Step 12 — Permissions, Enterprise Grid, and audit

Roles — Owner, Admin, Member, Guest (single/multi-channel).
Scopes — OAuth bot tokens limited to chat:write, channels:read, etc.
Grid — org of many workspaces; shared channels; centralized admin.
Audit logs — admin actions, app installs, export events to SIEM.

Step 13 — Apps: Events API, interactivity, workflows

Events API — HTTP POST to your server with signing secret verification. Interactivity — button clicks return payload within 3s ack window; use response_url for async updates. Workflow Builder — no-code triggers; still backed by same event bus.

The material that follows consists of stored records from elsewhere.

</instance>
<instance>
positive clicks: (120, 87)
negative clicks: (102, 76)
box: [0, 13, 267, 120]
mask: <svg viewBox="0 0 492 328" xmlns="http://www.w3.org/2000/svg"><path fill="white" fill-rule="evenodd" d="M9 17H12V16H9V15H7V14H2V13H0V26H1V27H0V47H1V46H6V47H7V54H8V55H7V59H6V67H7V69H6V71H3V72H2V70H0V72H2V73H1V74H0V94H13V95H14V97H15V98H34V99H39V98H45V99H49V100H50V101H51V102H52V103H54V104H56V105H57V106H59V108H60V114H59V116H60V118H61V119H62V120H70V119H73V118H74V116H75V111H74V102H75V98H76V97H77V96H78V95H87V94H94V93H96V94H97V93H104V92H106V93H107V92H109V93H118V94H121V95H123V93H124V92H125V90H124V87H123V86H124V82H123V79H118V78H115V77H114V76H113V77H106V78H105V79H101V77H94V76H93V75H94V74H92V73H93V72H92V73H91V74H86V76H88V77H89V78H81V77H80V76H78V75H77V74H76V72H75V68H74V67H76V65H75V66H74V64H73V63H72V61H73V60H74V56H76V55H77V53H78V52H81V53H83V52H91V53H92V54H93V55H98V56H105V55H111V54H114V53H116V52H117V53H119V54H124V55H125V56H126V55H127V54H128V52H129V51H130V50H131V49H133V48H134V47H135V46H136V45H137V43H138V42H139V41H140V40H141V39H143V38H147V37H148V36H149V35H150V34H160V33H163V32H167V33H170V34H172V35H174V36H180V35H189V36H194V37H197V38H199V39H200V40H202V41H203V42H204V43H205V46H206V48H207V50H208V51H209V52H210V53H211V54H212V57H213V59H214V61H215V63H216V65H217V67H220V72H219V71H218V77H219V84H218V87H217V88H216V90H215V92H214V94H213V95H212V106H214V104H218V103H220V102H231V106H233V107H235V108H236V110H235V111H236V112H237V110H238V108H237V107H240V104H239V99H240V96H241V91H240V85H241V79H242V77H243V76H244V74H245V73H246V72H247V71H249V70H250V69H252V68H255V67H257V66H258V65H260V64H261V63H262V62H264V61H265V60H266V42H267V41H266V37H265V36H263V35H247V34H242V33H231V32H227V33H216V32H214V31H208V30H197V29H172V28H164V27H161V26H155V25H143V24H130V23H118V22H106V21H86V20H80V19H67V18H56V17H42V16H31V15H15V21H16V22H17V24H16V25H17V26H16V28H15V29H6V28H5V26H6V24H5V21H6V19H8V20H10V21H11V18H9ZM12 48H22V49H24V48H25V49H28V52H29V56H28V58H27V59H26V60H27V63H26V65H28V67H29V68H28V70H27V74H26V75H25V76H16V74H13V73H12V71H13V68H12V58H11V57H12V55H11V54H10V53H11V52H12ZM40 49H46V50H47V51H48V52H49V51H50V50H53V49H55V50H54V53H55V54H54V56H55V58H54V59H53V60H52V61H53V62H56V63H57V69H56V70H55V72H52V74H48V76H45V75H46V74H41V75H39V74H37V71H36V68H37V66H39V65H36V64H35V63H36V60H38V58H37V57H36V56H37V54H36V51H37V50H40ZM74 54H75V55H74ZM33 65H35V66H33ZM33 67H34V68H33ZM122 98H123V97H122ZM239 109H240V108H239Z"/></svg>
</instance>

# Verify Slack signature (conceptual)
basestring = f"v0:{timestamp}:{raw_body}"
expected = "v0=" + hmac_sha256(signing_secret, basestring)
timing_safe_equal(expected, header_signature)

Step 14 — Presence, typing, and huddles (adjacent)

Presence — active/away/auto; ephemeral in Redis; not durable history. Typing — fire-and-forget events; drop under load. Huddles/calls — separate media SFU path; signaling may start in chat but bytes do not traverse message store.

Step 15 — Technical layer: Web API methods

Method	Purpose
`chat.postMessage`	Send message to channel/DM
`conversations.history`	Paginate messages (`cursor`, `limit`)
`conversations.replies`	Thread messages
`search.messages`	Query index (`query`, filters)
`users.conversations`	List channels/DMs for user
`reactions.add`	Emoji reaction on `ts`

Post message (illustrative HTTP):

POST https://slack.com/api/chat.postMessage
Authorization: Bearer xoxb-…
Content-Type: application/json

{
  "channel": "C01234567",
  "text": "Deploying v2.3",
  "blocks": [ … ],
  "client_msg_id": "uuid-4f2a-…"
}

→ 200
{ "ok": true, "channel": "C01234567", "ts": "1716123456.789012", "message": { … } }

WebSocket event envelope (simplified):

{
  "type": "event_callback",
  "event": {
    "type": "message",
    "channel": "C01234567",
    "user": "U09…",
    "text": "Deploying v2.3",
    "ts": "1716123456.789012"
  }
}

Step 16 — Reliability, observability, and failure modes

Duplicate posts — enforce client_msg_id; return original ts on retry.
Gateway partition — client reconnect + conversations.history gap fill since last ts.
@channel abuse — rate limits, admin audit, disable in mega-channels.
Indexer lag — monitor Kafka consumer lag; search SLA separate from chat SLA.
Webhook retries — apps must dedupe by event_id.

Metrics: post p95, WS connect success, fan-out queue depth, push delivery rate, search lag, API 429 rate.

Step 17 — Goals → knobs (quick reference)

Goal	Knob
Messages feel instant	Write-then-push, regional gateways, lean event payloads
Find anything later	Search cluster capacity, file text extraction, retention policy
Safe enterprise	SSO, SCIM, Grid isolation, audit exports, DLP scanning
Survive #general	Mention gates, fan-out batching, optional slow mode
Rich integrations	Scoped bots, signed webhooks, Socket Mode for firewalled apps

Step 18 — Close the loop (what to practice)

On a whiteboard: three loops, one chat.postMessage, show WebSocket fan-out vs search indexer.

Out loud: difference between channel message and thread reply; how @here differs from @channel.

With the technical section: trace post → ts → gateway event → search.messages minutes later.

The one line to remember

Slack-class systems are durable chat logs per conversation plus a realtime event fan-out layer and a search pipeline playing catch-up. Get ordering and ACL right on write; push fast to sockets; let search and unfurls be asynchronous.